Poucas cenas são tão desesperadoras para um tutor quanto ver o próprio cachorro perder o controle do corpo de forma repentina. Tremores, quedas, rigidez e salivação intensa surgem sem aviso e dão a sensação de impotência total. Apesar do impacto emocional, a forma como o tutor reage nesses minutos críticos pode proteger o animal, reduzir riscos e até salvar sua vida. Entender o que está acontecendo é o primeiro passo para agir com segurança.
O que realmente acontece durante uma convulsão em cães
A convulsão é um evento neurológico agudo, caracterizado por descargas elétricas anormais no cérebro.
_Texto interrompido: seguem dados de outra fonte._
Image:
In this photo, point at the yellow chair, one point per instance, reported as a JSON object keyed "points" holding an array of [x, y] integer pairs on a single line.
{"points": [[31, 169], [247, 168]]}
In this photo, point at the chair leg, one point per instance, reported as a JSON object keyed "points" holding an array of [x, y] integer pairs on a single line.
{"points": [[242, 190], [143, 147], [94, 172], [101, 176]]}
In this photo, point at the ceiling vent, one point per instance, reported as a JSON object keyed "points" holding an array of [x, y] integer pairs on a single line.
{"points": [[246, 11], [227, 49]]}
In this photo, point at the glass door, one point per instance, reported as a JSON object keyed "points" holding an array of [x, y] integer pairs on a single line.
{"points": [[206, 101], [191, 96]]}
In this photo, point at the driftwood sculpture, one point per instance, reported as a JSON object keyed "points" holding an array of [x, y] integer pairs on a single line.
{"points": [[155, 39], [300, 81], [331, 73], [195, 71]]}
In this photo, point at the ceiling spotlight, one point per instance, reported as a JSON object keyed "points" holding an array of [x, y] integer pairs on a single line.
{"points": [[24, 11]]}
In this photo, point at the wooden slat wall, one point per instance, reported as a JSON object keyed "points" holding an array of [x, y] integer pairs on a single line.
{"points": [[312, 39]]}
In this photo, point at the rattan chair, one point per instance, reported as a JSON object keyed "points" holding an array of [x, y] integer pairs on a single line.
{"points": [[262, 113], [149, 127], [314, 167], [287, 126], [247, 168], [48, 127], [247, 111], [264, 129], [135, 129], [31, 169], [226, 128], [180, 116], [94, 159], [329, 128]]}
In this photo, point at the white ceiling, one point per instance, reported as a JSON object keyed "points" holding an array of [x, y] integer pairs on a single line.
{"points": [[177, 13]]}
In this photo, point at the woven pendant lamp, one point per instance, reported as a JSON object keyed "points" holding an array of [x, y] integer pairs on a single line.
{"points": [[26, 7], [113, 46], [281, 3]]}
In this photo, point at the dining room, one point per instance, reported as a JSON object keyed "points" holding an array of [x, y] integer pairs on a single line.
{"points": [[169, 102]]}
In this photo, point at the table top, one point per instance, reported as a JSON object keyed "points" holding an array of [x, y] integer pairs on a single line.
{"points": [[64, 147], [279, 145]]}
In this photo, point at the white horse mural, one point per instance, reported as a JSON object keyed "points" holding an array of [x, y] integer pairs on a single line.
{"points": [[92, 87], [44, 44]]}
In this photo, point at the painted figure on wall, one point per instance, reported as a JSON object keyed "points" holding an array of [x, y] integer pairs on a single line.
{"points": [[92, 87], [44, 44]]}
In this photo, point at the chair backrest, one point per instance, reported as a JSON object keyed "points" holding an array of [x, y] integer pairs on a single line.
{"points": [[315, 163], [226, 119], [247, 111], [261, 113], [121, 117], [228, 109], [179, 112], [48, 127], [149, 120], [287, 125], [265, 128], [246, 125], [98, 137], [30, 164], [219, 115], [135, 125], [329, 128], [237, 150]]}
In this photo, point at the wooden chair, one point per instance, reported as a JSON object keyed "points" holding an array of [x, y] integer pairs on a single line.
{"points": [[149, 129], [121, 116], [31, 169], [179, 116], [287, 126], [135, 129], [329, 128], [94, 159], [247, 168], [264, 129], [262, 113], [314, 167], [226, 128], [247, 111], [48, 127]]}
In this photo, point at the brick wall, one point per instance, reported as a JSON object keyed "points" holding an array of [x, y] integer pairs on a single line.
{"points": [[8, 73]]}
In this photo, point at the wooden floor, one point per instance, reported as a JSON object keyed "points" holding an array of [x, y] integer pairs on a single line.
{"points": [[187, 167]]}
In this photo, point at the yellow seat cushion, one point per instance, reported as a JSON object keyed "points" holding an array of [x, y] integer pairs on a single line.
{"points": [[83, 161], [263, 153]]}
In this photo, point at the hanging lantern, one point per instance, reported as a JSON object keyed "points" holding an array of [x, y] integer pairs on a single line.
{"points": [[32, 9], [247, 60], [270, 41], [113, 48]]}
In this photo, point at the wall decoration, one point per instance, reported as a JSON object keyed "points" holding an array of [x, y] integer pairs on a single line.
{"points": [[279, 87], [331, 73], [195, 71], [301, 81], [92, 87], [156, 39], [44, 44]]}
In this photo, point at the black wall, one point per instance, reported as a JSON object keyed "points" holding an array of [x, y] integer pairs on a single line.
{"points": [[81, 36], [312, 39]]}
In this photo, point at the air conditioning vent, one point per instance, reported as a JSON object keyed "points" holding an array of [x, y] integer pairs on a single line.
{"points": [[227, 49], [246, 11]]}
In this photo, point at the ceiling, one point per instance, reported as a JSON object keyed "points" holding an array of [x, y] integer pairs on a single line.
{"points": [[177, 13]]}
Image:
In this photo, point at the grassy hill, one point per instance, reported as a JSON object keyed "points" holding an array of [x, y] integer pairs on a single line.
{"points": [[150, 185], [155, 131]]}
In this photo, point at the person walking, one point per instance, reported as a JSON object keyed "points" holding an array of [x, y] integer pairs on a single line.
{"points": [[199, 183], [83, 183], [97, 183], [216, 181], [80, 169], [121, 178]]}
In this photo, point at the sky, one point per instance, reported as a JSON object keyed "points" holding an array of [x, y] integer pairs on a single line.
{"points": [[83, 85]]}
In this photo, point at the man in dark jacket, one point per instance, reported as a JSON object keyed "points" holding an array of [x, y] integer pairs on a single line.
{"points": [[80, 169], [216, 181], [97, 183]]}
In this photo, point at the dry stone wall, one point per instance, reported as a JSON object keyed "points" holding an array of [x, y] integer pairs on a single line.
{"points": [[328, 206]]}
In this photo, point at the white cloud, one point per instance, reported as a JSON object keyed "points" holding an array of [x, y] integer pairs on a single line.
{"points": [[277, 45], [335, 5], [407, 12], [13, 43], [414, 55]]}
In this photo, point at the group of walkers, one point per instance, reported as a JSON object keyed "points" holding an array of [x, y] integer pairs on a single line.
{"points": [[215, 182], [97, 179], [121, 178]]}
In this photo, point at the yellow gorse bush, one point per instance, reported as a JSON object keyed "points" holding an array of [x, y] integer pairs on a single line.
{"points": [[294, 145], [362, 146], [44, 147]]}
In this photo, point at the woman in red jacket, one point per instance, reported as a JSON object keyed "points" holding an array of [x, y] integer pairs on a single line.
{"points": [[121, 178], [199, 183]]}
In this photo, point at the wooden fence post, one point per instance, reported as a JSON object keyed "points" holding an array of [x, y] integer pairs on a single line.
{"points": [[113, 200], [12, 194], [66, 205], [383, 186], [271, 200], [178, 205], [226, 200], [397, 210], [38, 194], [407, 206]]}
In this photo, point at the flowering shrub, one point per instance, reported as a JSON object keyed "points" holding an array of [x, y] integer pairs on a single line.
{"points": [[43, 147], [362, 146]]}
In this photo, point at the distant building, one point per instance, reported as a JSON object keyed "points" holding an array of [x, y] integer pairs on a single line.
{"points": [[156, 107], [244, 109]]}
Na prática, isso se traduz em movimentos involuntários, contrações musculares intensas e, muitas vezes, perda parcial ou total da consciência. O episódio pode durar poucos segundos ou se estender por alguns minutos que parecem eternos para quem assiste.
Durante a crise, o cachorro pode cair de lado, se debater, vocalizar, salivar excessivamente e até perder o controle da bexiga ou do intestino. É importante entender que, nesse momento, o animal não sente dor consciente nem reconhece estímulos externos. Tentar segurá-lo à força ou colocá-lo no colo pode resultar em mordidas involuntárias ou acidentes.
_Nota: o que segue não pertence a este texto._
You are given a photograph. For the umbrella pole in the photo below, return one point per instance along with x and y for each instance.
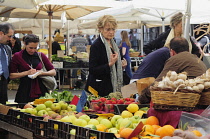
(50, 41)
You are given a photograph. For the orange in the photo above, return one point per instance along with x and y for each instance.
(125, 133)
(197, 133)
(117, 135)
(101, 127)
(152, 120)
(166, 130)
(155, 127)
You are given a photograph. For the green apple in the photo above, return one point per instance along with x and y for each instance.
(91, 126)
(101, 117)
(48, 109)
(73, 132)
(113, 130)
(63, 112)
(85, 117)
(72, 108)
(42, 113)
(31, 111)
(143, 121)
(114, 119)
(126, 123)
(93, 121)
(106, 122)
(64, 106)
(40, 107)
(135, 119)
(80, 122)
(56, 107)
(48, 103)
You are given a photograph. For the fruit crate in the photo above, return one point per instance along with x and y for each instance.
(15, 116)
(61, 130)
(29, 121)
(118, 108)
(41, 129)
(86, 133)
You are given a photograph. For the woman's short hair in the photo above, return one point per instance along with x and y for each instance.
(106, 19)
(176, 19)
(31, 38)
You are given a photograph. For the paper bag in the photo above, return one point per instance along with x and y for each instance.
(144, 83)
(129, 90)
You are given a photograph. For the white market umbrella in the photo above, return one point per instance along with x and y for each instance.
(54, 8)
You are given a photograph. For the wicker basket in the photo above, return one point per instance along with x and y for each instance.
(134, 54)
(205, 98)
(167, 100)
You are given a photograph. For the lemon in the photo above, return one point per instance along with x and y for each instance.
(133, 108)
(126, 114)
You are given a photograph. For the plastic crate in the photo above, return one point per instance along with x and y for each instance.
(41, 129)
(118, 108)
(61, 130)
(86, 133)
(29, 121)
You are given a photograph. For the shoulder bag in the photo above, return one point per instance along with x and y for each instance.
(48, 81)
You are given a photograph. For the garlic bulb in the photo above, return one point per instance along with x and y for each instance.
(161, 84)
(182, 76)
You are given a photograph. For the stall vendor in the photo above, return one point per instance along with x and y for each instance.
(181, 60)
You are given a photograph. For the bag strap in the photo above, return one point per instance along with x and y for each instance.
(40, 57)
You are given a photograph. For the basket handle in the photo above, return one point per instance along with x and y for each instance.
(177, 88)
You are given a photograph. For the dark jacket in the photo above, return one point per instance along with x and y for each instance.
(99, 77)
(160, 41)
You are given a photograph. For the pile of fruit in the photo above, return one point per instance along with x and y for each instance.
(105, 105)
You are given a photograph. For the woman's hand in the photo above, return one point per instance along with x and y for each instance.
(113, 59)
(31, 71)
(124, 63)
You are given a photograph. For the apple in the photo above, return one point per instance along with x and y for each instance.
(28, 106)
(126, 123)
(106, 122)
(40, 107)
(80, 122)
(101, 117)
(85, 117)
(113, 130)
(73, 131)
(56, 107)
(91, 126)
(42, 113)
(93, 121)
(64, 106)
(135, 119)
(48, 109)
(72, 107)
(114, 119)
(63, 112)
(48, 103)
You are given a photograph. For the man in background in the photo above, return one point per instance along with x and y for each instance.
(6, 33)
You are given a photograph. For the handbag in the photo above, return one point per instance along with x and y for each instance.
(48, 81)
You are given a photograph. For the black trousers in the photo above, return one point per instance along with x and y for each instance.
(3, 90)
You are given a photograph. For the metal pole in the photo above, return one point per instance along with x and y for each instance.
(142, 39)
(163, 24)
(42, 28)
(187, 19)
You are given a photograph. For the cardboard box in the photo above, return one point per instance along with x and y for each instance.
(57, 64)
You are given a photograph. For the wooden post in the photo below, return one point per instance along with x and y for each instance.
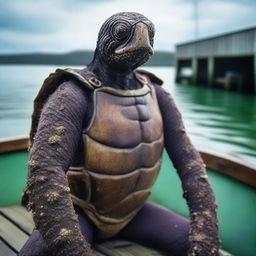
(194, 70)
(177, 70)
(210, 70)
(254, 69)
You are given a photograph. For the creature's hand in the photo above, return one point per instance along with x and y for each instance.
(54, 146)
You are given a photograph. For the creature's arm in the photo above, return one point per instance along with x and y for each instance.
(55, 143)
(203, 235)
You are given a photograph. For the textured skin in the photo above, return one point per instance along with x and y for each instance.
(203, 236)
(59, 131)
(53, 150)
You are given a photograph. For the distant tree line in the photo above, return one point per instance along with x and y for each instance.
(75, 58)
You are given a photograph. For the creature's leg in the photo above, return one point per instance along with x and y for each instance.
(158, 228)
(35, 245)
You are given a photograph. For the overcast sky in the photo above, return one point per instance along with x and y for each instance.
(67, 25)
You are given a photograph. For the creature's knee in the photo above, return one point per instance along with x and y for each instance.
(34, 246)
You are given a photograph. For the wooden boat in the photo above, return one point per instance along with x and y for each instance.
(234, 184)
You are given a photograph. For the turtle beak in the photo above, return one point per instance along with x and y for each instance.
(139, 41)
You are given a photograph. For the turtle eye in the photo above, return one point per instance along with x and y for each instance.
(121, 30)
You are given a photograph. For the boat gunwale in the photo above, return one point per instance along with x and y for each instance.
(233, 167)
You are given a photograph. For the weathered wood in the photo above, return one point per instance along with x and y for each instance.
(230, 166)
(6, 250)
(12, 234)
(237, 43)
(14, 144)
(19, 216)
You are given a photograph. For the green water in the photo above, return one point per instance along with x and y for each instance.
(216, 120)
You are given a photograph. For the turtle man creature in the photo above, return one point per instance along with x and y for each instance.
(97, 139)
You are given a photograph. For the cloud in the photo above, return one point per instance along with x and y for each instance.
(65, 25)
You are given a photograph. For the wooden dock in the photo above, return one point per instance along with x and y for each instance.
(226, 61)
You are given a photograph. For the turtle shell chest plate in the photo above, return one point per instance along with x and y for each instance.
(123, 147)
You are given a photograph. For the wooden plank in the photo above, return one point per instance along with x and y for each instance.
(19, 216)
(13, 144)
(6, 250)
(11, 234)
(230, 166)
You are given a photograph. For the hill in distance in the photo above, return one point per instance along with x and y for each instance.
(80, 58)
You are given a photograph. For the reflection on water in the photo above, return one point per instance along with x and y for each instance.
(216, 120)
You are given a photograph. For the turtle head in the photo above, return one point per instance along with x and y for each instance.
(125, 41)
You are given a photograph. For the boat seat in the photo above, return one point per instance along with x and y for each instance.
(16, 225)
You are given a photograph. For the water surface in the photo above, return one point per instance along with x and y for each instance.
(216, 120)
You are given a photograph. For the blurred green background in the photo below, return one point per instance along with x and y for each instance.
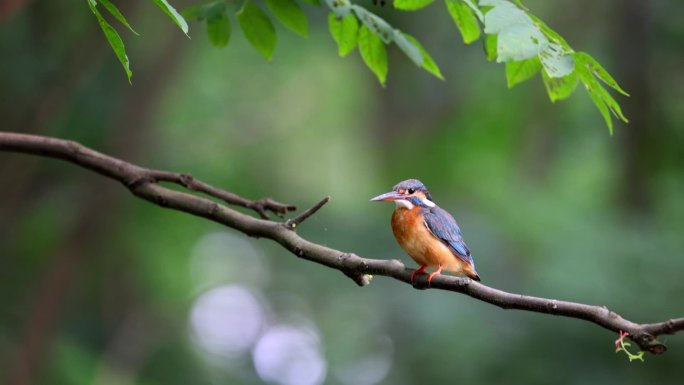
(101, 288)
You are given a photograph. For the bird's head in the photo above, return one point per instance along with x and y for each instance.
(408, 194)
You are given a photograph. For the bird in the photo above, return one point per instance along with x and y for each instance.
(426, 232)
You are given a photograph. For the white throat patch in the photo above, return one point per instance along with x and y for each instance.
(404, 203)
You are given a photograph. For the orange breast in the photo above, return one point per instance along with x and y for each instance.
(420, 244)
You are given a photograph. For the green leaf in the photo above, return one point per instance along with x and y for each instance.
(258, 29)
(465, 20)
(518, 42)
(345, 32)
(205, 11)
(519, 71)
(290, 15)
(408, 48)
(116, 13)
(584, 59)
(559, 88)
(340, 8)
(411, 5)
(428, 63)
(594, 87)
(603, 109)
(173, 14)
(373, 53)
(475, 9)
(375, 23)
(113, 38)
(503, 16)
(192, 12)
(556, 62)
(490, 43)
(551, 34)
(218, 29)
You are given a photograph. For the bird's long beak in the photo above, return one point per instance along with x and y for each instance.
(390, 196)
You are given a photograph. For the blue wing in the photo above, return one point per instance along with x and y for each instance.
(444, 227)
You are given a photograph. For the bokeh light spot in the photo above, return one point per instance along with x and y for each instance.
(289, 355)
(227, 320)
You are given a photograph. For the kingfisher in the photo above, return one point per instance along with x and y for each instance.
(428, 233)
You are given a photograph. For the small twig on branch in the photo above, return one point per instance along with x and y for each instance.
(261, 206)
(296, 221)
(144, 183)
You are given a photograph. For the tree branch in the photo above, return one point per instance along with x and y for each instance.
(144, 183)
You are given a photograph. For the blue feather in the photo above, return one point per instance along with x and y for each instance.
(445, 228)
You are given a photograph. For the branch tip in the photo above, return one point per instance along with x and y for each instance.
(294, 222)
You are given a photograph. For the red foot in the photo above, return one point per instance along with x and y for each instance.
(420, 270)
(436, 272)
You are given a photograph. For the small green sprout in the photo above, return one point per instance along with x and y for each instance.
(621, 345)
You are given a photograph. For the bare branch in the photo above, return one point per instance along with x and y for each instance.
(144, 183)
(294, 222)
(261, 206)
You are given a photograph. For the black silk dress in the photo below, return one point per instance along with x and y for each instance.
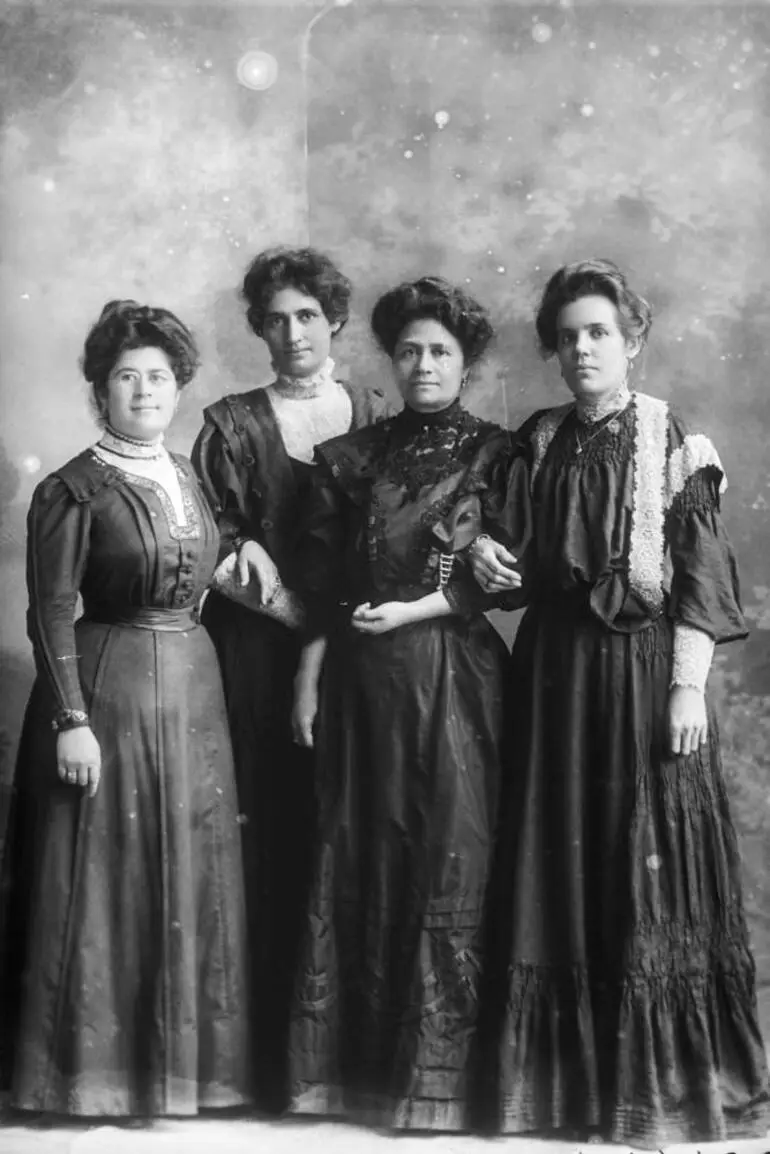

Após a convulsão, inicia-se o chamado período pós-ictal. Nessa fase, o cão costuma ficar desorientado, cansado, andar em círculos ou parecer temporariamente “desligado”. Alguns apresentam fome intensa ou sede exagerada. Esse estado pode durar de minutos a horas e faz parte do processo de recuperação do cérebro.
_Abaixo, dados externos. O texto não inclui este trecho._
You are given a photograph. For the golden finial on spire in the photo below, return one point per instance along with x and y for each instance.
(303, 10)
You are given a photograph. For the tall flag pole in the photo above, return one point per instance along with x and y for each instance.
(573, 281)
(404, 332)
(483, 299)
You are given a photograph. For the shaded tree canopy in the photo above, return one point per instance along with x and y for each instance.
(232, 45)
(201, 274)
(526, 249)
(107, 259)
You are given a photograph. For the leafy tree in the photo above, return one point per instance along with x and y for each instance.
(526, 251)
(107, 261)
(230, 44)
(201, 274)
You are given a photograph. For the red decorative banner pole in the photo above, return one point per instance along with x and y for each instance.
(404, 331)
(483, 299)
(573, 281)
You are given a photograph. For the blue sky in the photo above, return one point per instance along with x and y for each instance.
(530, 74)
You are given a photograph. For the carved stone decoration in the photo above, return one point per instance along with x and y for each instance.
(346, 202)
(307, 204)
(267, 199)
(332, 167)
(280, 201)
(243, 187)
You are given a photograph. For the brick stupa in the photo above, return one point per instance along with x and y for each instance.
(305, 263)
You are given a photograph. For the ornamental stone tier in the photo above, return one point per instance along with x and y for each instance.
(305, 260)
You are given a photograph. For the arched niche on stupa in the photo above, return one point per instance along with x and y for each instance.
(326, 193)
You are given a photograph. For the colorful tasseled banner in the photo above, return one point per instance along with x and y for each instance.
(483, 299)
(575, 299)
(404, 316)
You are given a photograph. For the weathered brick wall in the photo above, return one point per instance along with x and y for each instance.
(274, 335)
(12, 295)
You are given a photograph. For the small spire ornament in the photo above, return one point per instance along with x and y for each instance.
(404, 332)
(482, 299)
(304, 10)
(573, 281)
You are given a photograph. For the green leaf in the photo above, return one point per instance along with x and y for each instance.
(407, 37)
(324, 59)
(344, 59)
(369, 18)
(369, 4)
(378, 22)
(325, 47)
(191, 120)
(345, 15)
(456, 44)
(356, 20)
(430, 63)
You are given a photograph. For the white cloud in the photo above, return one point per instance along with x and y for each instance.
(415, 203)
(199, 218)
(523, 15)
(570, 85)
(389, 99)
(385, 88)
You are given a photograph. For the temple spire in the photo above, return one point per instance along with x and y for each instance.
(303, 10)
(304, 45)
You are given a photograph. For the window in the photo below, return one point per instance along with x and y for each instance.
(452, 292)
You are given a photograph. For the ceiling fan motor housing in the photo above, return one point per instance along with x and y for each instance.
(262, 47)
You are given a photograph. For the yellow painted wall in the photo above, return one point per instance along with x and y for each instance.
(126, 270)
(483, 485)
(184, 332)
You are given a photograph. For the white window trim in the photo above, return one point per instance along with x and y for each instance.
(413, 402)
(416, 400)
Convulsões isoladas nem sempre indicam uma doença crônica, mas nunca devem ser ignoradas. Elas funcionam como um sinal de alerta de que algo não está bem no organismo.

Como agir no momento da crise — e o que jamais fazer
Manter a calma é mais difícil — e mais importante — do que parece. O primeiro passo é afastar objetos que possam causar ferimentos, como móveis, fios ou objetos pontiagudos. Se possível, coloque algo macio sob a cabeça do cachorro para evitar impactos repetidos no chão.
Não tente segurar a língua do animal, não coloque as mãos dentro da boca e não ofereça água ou medicamentos durante a convulsão. Ao contrário do mito popular, cães não engolem a própria língua, e qualquer tentativa de abrir a boca pode provocar ferimentos graves.
Observe o tempo da crise. Convulsões que duram mais de cinco minutos, ou que se repetem em sequência sem recuperação completa, configuram uma emergência veterinária. Nesses casos, o risco de hipertermia, edema cerebral e complicações aumenta significativamente.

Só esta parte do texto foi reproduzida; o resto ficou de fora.